Delete a single version:

curl -X DELETE "$BASE_URL/agents/my-agent/versions/1?api-version=$API_VERSION" \
  -H "Authorization: Bearer $TOKEN"

Or delete the entire agent:

curl -X DELETE "$BASE_URL/agents/my-agent?api-version=$API_VERSION" \
  -H "Authorization: Bearer $TOKEN"

Warning

Deleting an agent removes all its versions and terminates active sessions. This action can't be undone.

Troubleshooting

Provisioning errors surface on the version object's error.code and error.message fields. Check the version status after creation to identify issues.

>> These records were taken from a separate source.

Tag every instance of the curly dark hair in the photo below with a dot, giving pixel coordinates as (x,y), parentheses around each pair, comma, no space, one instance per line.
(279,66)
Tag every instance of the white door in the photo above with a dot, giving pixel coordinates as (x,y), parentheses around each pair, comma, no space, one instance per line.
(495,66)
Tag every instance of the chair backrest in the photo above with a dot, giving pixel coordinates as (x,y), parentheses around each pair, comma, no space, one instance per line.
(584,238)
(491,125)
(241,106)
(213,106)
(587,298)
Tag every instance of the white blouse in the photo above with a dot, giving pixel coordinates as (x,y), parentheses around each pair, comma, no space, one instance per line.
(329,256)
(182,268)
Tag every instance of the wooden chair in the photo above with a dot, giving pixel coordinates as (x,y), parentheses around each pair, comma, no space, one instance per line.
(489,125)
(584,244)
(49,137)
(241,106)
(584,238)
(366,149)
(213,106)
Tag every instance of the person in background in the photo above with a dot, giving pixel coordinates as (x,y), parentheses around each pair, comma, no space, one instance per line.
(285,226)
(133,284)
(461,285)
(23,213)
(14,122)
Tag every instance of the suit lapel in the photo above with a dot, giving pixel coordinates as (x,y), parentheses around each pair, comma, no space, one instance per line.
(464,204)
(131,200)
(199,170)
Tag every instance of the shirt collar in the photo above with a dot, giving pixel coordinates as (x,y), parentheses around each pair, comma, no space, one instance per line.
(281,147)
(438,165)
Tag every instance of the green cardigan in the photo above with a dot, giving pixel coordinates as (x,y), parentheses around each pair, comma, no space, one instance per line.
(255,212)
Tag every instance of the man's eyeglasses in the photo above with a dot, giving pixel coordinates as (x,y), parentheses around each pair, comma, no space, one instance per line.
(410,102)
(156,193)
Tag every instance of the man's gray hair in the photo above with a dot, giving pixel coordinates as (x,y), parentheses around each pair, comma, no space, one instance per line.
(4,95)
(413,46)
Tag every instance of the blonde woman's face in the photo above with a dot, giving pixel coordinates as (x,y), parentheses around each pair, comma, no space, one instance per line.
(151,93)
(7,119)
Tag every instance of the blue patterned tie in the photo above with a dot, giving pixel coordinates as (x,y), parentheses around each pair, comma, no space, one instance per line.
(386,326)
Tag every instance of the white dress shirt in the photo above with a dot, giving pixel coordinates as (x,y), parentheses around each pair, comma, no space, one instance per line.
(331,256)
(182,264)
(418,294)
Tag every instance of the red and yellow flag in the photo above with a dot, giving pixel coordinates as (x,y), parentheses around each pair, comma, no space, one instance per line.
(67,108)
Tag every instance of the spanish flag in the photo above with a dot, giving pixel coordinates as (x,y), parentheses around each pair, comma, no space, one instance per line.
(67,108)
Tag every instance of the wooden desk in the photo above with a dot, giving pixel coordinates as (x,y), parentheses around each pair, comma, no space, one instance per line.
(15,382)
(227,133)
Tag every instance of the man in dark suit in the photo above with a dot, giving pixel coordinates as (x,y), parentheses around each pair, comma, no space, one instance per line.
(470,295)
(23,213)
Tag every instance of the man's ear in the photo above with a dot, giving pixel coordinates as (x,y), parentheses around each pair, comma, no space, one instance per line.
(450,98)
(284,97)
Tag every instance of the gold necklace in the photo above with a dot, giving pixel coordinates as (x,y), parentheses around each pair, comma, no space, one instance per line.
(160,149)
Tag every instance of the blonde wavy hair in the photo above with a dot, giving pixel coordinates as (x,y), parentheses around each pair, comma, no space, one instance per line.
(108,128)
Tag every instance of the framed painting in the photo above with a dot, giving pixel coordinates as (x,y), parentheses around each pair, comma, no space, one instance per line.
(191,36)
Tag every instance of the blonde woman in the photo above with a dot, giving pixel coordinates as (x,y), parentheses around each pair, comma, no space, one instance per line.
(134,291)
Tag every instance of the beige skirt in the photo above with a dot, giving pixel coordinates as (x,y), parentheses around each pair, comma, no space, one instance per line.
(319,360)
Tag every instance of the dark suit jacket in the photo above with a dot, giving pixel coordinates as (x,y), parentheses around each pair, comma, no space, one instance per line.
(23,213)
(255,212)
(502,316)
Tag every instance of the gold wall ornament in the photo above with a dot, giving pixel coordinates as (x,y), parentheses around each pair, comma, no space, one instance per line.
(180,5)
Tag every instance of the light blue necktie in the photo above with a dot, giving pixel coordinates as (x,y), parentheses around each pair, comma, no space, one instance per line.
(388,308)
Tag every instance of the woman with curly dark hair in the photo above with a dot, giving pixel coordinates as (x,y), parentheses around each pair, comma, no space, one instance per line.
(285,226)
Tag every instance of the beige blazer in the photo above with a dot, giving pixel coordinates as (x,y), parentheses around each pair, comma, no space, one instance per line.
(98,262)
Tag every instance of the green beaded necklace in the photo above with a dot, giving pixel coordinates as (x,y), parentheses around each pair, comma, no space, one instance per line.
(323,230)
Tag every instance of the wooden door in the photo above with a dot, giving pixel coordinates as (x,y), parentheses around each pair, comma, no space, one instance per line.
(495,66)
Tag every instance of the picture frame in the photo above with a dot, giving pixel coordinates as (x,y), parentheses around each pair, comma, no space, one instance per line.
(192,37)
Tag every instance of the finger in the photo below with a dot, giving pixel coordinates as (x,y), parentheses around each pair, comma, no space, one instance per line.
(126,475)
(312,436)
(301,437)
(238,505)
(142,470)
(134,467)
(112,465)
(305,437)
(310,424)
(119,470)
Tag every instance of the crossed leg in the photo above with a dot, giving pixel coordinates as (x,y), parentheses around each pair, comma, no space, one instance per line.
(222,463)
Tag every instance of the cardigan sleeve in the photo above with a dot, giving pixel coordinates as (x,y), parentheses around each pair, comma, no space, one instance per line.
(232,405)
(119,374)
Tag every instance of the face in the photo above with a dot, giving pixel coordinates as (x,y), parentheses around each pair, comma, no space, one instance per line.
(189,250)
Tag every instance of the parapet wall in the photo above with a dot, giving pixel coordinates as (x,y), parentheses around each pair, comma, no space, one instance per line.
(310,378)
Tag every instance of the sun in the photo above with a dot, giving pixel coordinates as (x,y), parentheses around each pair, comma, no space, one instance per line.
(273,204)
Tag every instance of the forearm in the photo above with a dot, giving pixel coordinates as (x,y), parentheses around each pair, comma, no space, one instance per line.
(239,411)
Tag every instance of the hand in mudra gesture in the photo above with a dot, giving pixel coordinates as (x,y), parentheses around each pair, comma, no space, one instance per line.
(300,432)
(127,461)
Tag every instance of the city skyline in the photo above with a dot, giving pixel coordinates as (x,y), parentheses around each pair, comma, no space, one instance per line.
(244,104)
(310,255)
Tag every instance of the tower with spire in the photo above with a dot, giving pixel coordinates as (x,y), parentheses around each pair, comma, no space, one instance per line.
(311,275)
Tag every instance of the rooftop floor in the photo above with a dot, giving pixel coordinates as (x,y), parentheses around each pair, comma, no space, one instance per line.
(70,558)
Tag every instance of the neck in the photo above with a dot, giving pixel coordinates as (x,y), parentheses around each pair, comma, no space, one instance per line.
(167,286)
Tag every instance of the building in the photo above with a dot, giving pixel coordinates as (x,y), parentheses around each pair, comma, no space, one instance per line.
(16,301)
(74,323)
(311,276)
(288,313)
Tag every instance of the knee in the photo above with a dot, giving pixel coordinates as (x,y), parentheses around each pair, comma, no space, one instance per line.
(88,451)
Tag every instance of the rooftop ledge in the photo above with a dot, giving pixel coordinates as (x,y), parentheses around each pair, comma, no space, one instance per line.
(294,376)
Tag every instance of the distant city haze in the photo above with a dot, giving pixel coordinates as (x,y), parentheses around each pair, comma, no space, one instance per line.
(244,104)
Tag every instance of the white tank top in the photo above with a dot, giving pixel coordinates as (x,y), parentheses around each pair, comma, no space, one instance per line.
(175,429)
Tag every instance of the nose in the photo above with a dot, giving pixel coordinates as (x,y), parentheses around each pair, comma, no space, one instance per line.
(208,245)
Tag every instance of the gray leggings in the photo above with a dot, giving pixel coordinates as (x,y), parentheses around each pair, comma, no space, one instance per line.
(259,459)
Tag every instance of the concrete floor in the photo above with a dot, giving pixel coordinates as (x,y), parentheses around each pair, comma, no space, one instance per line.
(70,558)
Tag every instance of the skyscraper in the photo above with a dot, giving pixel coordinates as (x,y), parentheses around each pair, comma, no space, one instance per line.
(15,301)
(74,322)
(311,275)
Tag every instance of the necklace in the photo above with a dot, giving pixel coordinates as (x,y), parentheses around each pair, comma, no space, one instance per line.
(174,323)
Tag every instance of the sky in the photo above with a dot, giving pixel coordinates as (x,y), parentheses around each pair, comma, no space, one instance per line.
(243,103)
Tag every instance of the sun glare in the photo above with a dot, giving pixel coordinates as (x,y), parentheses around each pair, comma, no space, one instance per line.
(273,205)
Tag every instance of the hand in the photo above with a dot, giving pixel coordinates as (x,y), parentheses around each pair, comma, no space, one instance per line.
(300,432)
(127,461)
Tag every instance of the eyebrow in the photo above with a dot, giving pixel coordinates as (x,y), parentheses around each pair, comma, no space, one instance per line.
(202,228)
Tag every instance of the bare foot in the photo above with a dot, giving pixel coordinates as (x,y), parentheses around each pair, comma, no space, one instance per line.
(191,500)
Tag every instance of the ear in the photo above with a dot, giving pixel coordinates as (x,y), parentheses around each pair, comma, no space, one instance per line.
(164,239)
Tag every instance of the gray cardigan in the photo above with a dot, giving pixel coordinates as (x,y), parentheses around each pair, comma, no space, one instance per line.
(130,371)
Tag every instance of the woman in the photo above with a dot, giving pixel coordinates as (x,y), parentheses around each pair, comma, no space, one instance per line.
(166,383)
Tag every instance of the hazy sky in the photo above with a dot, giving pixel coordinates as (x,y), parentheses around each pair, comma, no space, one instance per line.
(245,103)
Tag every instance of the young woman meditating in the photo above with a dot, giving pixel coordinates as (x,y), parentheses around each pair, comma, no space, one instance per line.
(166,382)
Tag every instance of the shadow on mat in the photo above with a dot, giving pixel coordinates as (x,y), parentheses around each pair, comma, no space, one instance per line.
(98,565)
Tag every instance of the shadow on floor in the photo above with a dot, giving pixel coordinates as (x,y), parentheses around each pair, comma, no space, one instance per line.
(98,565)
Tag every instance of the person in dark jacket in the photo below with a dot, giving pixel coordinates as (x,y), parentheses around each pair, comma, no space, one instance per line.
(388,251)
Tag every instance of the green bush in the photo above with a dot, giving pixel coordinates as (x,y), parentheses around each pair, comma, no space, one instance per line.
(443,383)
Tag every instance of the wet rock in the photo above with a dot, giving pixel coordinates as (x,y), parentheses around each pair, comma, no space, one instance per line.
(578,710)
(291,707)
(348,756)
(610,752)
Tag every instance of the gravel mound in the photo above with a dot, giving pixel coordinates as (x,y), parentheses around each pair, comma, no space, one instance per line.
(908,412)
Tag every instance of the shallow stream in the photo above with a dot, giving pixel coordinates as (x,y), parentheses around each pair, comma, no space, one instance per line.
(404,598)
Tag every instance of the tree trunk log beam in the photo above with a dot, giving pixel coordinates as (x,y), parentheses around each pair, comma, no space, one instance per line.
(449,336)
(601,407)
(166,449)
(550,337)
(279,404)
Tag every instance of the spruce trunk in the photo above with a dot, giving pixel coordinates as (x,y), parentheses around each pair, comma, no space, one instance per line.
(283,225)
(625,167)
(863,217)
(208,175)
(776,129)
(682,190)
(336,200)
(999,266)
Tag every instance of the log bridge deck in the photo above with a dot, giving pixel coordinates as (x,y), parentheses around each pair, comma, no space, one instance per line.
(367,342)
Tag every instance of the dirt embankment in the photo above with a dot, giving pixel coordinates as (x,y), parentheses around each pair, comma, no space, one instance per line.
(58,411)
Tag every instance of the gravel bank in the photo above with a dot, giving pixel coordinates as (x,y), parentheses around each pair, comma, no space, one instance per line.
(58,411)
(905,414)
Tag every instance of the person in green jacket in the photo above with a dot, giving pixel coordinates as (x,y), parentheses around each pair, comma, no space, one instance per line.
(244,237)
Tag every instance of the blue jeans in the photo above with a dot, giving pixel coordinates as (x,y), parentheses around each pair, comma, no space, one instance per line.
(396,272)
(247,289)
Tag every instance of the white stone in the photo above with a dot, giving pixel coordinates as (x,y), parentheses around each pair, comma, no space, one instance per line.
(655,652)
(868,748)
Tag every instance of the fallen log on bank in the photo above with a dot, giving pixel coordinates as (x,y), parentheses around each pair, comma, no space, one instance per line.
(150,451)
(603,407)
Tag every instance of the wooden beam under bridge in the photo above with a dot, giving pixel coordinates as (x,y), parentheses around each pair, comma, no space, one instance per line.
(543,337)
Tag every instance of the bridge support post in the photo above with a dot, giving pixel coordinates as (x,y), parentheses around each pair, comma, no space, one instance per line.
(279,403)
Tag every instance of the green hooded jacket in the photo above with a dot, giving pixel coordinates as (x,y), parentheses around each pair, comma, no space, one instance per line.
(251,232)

Error code HTTP code Solution
image_pull_failed 400 Verify the image URI is correct and the project managed identity has Container Registry Repository Reader on the ACR
SubscriptionIsNotRegistered 400 Register the subscription provider
InvalidAcrPullCredentials 401 Fix managed identity or registry RBAC
UnauthorizedAcrPull 403 Provide correct credentials or identity
AcrImageNotFound 404 Correct image name/tag or publish image
RegistryNotFound 400/404 Fix registry DNS or network reachability

For 5xx errors, contact Microsoft support.

For detailed RBAC requirements and permission troubleshooting, see Hosted agent permissions reference.